Prince of Persia: Warrior Within

As the New Jersey-native entered Glassboro High School, the artistic Tash got involved in simple flash animations with his friends to complete his larger school projects. He’d make a cartoon for French class then have stick figures battle each other with elements copped from the periodic table in Chemistry. “I look back at them now and they’re shitty as hell but back then they were fun as hell so it doesn’t matter, we had a good time making them,” Tash says.

“He showed a lot of proficiency with them and he definitely showed an interest for it with playing video games and whatnot,” says Mel Sapiandante, a longtime friend and former classmate of Tash who currently attends Rowan University. Sapiandante helped Tash with some of his videos and even did voices in them. “You could really just factor in all of his qualities and dedication and not be surprised at his success”

“I was impressed by the time and dedication he put into our project,” says another former classmate and current University of Penn student, Kevin Xu. “I recall that he was already sure of what he wanted to do – to go into the game industry. For him I think a career in gaming made a lot of sense because he had the belief and dedication to make it happen.”

I FUCKING HATE AFTER EFFECTS!!!!!!! why is it the the frigan program will work great for you the whole time your working for 24 hours straight and then as soon as you start thinking hmmm getting close to the time i see… after effects decides to stop working! like seriously, crash everytime i import a file??? i have been importing all night! there is no reason why now i cant! and even after a full shut down and everything!!!!!!!!!!!

-Posted October 27, 11:38 a.m.

Crunch time is expected in the field Tash hopes to pursue, but along with it comes constant innovation and a need to stay on top of the newest adaptations in technology and the ever-changing and ever-growing industry.

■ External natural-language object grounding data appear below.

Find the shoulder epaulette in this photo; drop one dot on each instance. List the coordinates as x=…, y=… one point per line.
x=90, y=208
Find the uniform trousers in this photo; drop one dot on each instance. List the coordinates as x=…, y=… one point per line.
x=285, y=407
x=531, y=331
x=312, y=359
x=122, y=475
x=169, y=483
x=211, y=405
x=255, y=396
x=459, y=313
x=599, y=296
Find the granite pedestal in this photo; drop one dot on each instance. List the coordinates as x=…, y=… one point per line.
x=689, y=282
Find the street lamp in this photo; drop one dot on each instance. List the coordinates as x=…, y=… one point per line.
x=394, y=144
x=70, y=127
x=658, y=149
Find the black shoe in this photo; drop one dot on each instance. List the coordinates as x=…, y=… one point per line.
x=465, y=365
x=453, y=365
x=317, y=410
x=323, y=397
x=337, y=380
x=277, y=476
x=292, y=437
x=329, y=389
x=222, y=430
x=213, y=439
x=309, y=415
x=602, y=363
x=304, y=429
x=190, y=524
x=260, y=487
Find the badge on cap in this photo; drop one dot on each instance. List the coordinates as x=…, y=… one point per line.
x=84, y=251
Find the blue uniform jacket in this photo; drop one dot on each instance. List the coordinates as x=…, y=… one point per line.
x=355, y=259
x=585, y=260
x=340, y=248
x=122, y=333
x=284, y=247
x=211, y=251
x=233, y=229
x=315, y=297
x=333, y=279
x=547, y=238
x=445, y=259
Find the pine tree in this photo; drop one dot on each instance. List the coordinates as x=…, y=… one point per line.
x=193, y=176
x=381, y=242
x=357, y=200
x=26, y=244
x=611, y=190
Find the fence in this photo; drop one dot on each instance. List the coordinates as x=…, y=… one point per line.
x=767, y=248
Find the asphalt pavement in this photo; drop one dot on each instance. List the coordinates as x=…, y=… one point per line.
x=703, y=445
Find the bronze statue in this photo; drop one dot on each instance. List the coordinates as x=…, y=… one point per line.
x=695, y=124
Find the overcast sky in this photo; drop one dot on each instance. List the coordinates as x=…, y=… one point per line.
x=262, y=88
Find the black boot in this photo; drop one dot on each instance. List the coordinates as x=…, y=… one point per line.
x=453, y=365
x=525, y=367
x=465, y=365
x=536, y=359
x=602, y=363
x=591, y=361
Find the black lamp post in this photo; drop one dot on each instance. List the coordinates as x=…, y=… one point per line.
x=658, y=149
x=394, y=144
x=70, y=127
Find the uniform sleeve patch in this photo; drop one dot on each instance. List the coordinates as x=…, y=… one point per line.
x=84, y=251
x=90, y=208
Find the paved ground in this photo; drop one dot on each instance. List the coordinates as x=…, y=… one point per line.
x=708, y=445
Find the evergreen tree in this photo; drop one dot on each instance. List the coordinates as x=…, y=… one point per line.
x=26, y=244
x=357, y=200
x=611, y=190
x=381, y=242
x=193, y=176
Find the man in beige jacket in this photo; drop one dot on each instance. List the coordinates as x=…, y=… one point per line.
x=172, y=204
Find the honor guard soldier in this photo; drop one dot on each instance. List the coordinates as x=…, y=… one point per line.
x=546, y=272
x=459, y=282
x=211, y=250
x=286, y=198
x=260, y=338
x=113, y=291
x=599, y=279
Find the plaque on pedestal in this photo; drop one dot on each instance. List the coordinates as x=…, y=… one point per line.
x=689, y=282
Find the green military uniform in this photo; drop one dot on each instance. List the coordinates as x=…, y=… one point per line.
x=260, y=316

“Along with an IV drip that has caffeine in it, you definitely need IGN and some of the industry news constantly feeding into you because if not, you can get outdated quick,” Tash says.

well it looks like im not going to class………………………………………………….

-Posted October 27, 12:22 p.m.

Tash recalls a time when he created minute long videos over the course of a month and he still got no sleep. While he continually designs the video, his employer is constantly fitting the next piece: “We need to change this, that looks good, we need to change this, can you put this in there?”Over the course of the two weeks, Tash has had to cut up and splice video together, import his animations into the clips, get feedback from the company and then constantly update the newest iterations. “For the last 48 hours, it’s been nothing but render the video, watch it through several times, pick out everything that needs to be changed, render, change, render, change, render, change,” Tash says.

stuck in a frigan twilight zone where im too tired to do anything, no sleep in two days,.. but if i go to sleep i will wake up at 3 in the morning and that will not be good…

-Posted October 27, 6:31 p.m.

In just a few days, crunch time will end for Tash as the video he has painstakingly put together in a mere two weeks will be completed. But for the 21-year old, this is just a warm-up level, simply another quest to jot down in his journal as he draws closer to the big bad boss battle at the end of the road. And just like the many frustrating and daunting challenges found in the games he cherishes and aspires to be a part of, Tash is happy to take on this journey head on.

sooo did i ever mention i love every aspect of what i do? no?…. well i do!

-October 22nd, 11:45 a.m.

Edit: Currently, Mike Tash is in the midst of starting his own CG business.